Por Rodrigo Crepaldi Perez Capucelli — OAB/SP 334.704 Publicado em

Servidora de Ribeirão Preto que trabalha exposta a agente insalubre ou perigoso, e está grávida ou amamentando: vale conhecer o art. 159-A do Estatuto do município.

Ele foi incluído pela Lei Complementar municipal 3.176, de 27 de abril de 2023, na Lei 3.181, de 1976, que é o regime jurídico dos funcionários de Ribeirão Preto.

O que o Estatuto passou a dizer

Vejamos o texto, na íntegra:

A servidora gestante ou lactante, que exerça atividade insalubre ou perigosa e que esteja recebendo adicional de insalubridade ou periculosidade, será afastada de suas atividades enquanto perdurar a gestação ou a lactação, e realocada para o exercício de atividades que não as exponham aos agentes insalubres ou perigosos que ensejaram a realocação, sem prejuízo de seus vencimentos.

Uma figura protegida por um escudo, afastada de uma área marcada com o símbolo de risco, e a linha do salário seguindo intacta.
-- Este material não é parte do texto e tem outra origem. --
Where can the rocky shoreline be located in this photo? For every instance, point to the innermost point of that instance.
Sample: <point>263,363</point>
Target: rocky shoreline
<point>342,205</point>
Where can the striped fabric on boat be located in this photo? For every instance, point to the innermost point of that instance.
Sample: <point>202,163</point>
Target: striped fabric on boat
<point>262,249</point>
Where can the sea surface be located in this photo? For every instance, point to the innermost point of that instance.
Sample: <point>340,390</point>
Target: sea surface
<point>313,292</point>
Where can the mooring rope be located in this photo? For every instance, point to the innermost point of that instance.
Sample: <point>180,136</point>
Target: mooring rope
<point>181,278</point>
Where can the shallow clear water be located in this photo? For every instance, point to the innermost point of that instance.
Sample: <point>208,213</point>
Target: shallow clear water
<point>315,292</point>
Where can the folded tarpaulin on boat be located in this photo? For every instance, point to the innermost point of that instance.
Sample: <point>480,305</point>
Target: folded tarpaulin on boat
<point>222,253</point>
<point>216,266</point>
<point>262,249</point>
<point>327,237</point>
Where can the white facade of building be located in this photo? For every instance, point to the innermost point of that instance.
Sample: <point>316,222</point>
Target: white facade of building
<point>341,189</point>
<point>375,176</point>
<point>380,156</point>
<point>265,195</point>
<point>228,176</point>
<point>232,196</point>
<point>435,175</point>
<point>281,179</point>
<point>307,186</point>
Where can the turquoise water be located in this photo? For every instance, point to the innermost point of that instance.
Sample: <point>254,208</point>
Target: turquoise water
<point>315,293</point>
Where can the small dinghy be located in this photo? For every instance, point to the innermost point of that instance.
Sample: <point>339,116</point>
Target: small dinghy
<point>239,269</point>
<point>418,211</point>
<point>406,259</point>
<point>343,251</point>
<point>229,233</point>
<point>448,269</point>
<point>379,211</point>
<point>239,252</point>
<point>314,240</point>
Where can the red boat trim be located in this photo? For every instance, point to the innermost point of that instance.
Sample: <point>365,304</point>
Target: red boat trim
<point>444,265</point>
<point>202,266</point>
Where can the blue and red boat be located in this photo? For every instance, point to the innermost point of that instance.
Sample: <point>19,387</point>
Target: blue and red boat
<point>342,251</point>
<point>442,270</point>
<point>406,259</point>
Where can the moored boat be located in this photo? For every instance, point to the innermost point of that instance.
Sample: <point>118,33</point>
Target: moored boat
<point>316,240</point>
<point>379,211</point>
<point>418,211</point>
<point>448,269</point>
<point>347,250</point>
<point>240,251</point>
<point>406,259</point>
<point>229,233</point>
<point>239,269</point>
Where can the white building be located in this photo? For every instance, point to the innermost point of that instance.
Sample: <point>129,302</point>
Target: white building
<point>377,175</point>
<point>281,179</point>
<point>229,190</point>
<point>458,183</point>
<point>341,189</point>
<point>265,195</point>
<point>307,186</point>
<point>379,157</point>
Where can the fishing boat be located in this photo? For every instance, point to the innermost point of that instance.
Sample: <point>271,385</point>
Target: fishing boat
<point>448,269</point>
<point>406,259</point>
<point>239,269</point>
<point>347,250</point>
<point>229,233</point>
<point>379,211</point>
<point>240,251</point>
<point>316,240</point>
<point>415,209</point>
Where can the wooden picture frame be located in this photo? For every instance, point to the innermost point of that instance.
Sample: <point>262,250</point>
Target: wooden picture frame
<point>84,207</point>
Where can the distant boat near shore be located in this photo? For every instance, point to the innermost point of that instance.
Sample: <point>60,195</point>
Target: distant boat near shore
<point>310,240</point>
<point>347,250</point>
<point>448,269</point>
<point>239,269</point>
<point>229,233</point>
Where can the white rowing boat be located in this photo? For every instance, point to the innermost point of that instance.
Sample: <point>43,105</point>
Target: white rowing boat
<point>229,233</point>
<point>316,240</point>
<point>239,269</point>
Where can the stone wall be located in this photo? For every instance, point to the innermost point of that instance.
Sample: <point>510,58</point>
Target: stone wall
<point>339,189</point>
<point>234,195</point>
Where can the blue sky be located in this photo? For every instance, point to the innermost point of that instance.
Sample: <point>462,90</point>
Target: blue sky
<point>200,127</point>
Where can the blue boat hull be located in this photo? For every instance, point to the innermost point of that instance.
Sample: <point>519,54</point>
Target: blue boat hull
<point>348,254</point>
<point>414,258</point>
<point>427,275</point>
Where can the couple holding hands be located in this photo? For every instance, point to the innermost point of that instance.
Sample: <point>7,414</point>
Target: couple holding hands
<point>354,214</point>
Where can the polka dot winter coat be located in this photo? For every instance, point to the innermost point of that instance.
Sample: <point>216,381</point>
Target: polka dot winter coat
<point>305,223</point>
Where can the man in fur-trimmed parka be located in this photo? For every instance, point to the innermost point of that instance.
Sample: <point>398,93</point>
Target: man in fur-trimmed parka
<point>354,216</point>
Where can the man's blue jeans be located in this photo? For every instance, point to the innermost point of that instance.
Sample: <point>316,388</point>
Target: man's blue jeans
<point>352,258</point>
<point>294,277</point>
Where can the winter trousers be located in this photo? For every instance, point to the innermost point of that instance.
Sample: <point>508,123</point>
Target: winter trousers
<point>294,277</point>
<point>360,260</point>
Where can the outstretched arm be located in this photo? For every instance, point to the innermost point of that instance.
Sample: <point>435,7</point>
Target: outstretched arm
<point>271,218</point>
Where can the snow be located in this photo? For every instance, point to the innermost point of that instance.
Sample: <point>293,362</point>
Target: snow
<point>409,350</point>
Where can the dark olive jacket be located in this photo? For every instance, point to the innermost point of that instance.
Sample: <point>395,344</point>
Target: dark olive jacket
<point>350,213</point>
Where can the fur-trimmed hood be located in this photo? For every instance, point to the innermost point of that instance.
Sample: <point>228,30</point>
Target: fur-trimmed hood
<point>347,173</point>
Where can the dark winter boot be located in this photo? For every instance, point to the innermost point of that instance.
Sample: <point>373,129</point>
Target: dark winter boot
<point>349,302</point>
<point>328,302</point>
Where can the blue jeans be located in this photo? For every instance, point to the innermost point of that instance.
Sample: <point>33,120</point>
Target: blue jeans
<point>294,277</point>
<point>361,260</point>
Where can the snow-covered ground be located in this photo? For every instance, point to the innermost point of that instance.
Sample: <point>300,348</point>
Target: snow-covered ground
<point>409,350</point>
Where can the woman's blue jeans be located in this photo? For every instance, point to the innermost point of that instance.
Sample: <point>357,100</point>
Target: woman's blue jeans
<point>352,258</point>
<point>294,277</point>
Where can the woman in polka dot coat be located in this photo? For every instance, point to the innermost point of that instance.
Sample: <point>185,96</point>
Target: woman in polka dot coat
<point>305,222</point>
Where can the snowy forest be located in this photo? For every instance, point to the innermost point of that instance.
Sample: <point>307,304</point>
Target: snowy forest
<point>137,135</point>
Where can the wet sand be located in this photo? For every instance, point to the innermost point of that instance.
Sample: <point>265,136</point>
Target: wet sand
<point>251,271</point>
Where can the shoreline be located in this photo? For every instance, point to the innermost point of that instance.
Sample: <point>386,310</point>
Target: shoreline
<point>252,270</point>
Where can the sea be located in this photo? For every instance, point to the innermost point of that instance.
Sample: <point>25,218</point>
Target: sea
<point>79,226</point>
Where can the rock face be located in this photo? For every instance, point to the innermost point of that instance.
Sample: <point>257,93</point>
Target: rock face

A regra tem três partes, e nenhuma é condicional

  • Afastamento das atividades enquanto durar a gestação ou a lactação
  • Realocação para função que não exponha aos agentes que motivaram a saída
  • Sem prejuízo dos vencimentos

De onde vem essa proteção

Em maio de 2019, ao julgar a ADI 5938, o Supremo Tribunal Federal declarou inconstitucional a exigência de atestado médico que a reforma trabalhista havia introduzido no art. 394-A da CLT para afastar gestante e lactante de atividade insalubre. Entendeu que a exigência feria a proteção constitucional à maternidade e à criança.

O que valeu para a trabalhadora celetista em 2019, Ribeirão escreveu no seu próprio Estatuto em 2023. O afastamento não depende de atestado: é a regra.

Um ponto que o texto não resolve

Entendo que resta uma questão que merece atenção. A lei garante os vencimentos, e o adicional de insalubridade não é vencimento: é vantagem paga em razão da exposição.

Se ele continua sendo pago durante o afastamento é ponto a examinar no caso concreto. Pesa a favor da servidora o fato de a saída da atividade não ter sido escolha dela, mas imposição da lei.

O que reunir

  • O laudo que embasa o seu adicional de insalubridade ou periculosidade
  • Os holerites de antes e de depois do afastamento
  • O ato que determinou a realocação e a função para onde você foi
  • A comunicação da gestação e a data em que ela ocorreu

Onde encontrar a lei

A Lei Complementar municipal 3.176, de 2023, e a Lei 3.181, de 1976, estão publicadas no portal da Câmara Municipal de Ribeirão Preto.

Este conteúdo é informativo e não substitui a análise do seu caso concreto. Cada vínculo e cada histórico de contribuição têm particularidades que só a leitura da sua documentação revela.